Vilenie

Dans un huis-clos inquiétant, le dernier film d'Alex de la Iglesia, sobrement intitulé El Bar, les clients, coutumiers ou hasardeux, d'un bar se trouvent pris au piège sans pouvoir en sortir. Les heures passant, la tension accouche de bassesses, de reniements, et le droit du plus fort s'impose. Cette vilenie, toute fictionnelle, semble avoir présidé à un épisode rocambolesque : le vol des œuvres du musée de Lleida, sous couvert d'application d'une décision de justice.
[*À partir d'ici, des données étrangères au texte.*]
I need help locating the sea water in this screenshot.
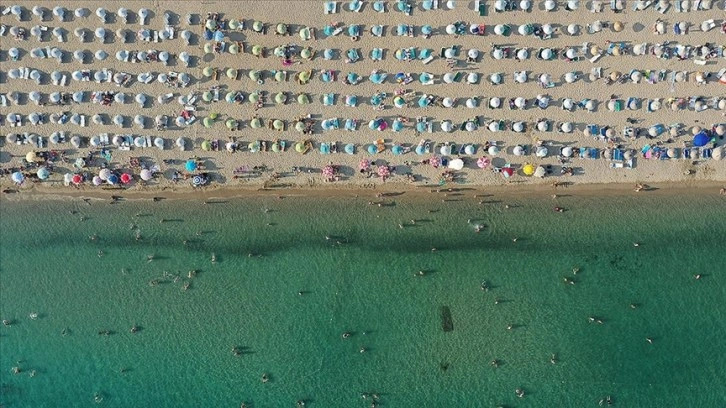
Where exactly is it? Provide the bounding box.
[1,191,725,407]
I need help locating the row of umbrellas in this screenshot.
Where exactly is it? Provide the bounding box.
[8,6,150,24]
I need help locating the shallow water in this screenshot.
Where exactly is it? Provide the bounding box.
[1,192,725,407]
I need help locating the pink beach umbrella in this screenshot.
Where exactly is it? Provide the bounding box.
[359,159,371,171]
[71,174,83,185]
[322,165,335,178]
[120,173,132,184]
[429,156,441,168]
[377,165,390,178]
[477,157,490,168]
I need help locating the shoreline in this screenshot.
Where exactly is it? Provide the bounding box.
[3,179,725,202]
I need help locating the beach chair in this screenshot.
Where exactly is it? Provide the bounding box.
[655,0,670,12]
[702,148,713,159]
[477,0,488,15]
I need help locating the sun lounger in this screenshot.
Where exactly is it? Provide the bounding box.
[655,0,670,12]
[683,148,691,158]
[612,149,624,161]
[701,148,713,158]
[477,0,488,15]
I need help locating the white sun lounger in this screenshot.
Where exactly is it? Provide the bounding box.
[422,55,434,65]
[60,74,68,86]
[80,114,87,127]
[655,0,670,12]
[0,95,6,106]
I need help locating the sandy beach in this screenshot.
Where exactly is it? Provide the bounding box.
[1,0,725,195]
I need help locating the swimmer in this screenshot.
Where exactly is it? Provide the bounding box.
[182,239,188,246]
[633,242,640,247]
[94,393,103,403]
[188,270,197,278]
[494,298,501,305]
[630,303,638,309]
[588,316,596,323]
[646,337,653,344]
[12,366,21,374]
[342,332,351,339]
[211,253,217,263]
[130,325,138,334]
[550,354,557,364]
[29,369,36,377]
[515,388,525,398]
[98,250,104,258]
[183,282,190,291]
[431,247,437,252]
[480,281,489,291]
[596,319,603,324]
[694,274,701,280]
[572,267,580,274]
[147,254,154,262]
[296,400,305,407]
[398,224,404,229]
[29,312,38,320]
[507,324,513,330]
[89,234,97,241]
[261,373,269,383]
[491,359,499,368]
[415,270,425,277]
[359,347,366,353]
[61,328,68,335]
[3,319,11,326]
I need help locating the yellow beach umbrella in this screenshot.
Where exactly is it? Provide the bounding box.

Comme pour les archives de Salamanque, un bras de fer opposait depuis plusieurs années l'État espagnol derrière le gouvernement de l'Aragon à propos d'œuvres d'art, originaires du monastère Sainte Marie de Sigena, déposées au musée de Lleida. Le bras de fer s'annonçait long, le gouvernement, arguant de l'application de l'article 155, décidément fort élastique, en a précipité l'issue en autorisant l'usage de la force pour y parvenir. Dans la nuit de dimanche à lundi derniers, les trésors ont ainsi quitté le musée public de Lleida sous une escorte de dix fourgons de la Garde Civile.

Mais ce n'est là que le début de l'imbroglio. Derrière cette manœuvre, il y avait le propre maire -socialiste- de la ville, Àngel Ros, et la police autonome catalane a chargé la centaine de manifestants ayant tenté de s'y opposer malgré l'heure inhabituelle.

Des œuvres d'art inestimables quittent un établissement public pour une institution privée dont l'un des dirigeants n'est autre que le frère du ministre de la culture, Pedro Méndez de Vigo.

À cela s'ajoute l'exhumation d'un document de 1936 prouvant que tout de village de Sigena a participé au pillage et à l'incendie du monastère.

Le mélange de corruption, de népotisme et de résurrection des vieux-démons du caïnisme est du plus mauvais aloi à neuf jours d'un scrutin illégitime dont les issues sont incertaines mais conditionneront les prochaines décennies, aussi bien en Catalogne qu'en Espagne, voire en Europe.